How this skill works

I inspect project goals, tech constraints, and performance requirements to recommend a stack and architecture (R3F vs. vanilla Three.js). I provide concrete workflows: scene setup, model compression and loading, shader implementation, and render-loop optimization. I also supply checklists, anti-pattern warnings, and performance tuning steps to reach stable 60fps on target devices.

When to use it

  • Building interactive 3D product configurators or immersive landing pages
  • Implementing custom GLSL shaders or post-processing effects
  • Optimizing scenes for load time and runtime performance (draw calls, textures)
  • Developing React-based 3D apps with R3F and state management
  • Integrating physics engines (Rapier/Cannon) or instancing for many objects

Best practices

  • Prefer R3F for React projects; keep scene declarative and componentized
  • Compress models (Draco/Meshopt) and use KTX2/Basis or webp textures
  • Merge geometry or use InstancedMesh to reduce draw calls
  • Dispose geometries/materials on unmount and avoid allocations in useFrame
  • Profile shaders, provide low-end fallbacks, and limit dynamic lights

Example use cases

  • 3D product configurator with texture swapping, camera controls, and mobile support
  • Gaming landing page with custom vertex/fragment shaders and post-processing at 60fps
  • Integrating a lazy-loaded GLTF canvas into an existing React e-commerce site with graceful fallbacks
  • Large-scene optimization: Draco compression, LOD, baked lighting, and draw-call reduction
  • Physics-driven interactions using Rapier with isolated physics components

FAQ

When should I choose R3F over vanilla Three.js?

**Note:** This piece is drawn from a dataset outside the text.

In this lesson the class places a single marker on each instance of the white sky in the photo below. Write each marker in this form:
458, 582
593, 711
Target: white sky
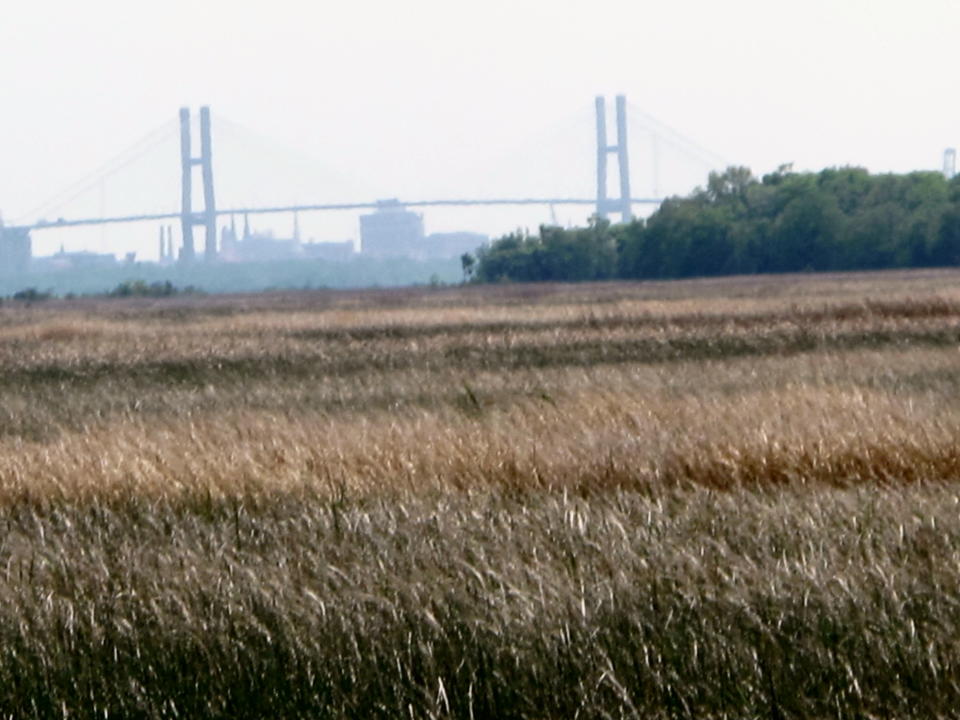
430, 98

Use R3F for React apps to keep scene code declarative and maintainable; use vanilla Three.js for non-React projects or when you need fine-grained imperative control.

How do I maintain 60fps on mid-tier devices?

Compress models/textures, reduce draw calls via merging or instancing, limit dynamic lights, profile shaders, and avoid allocating objects inside the render loop.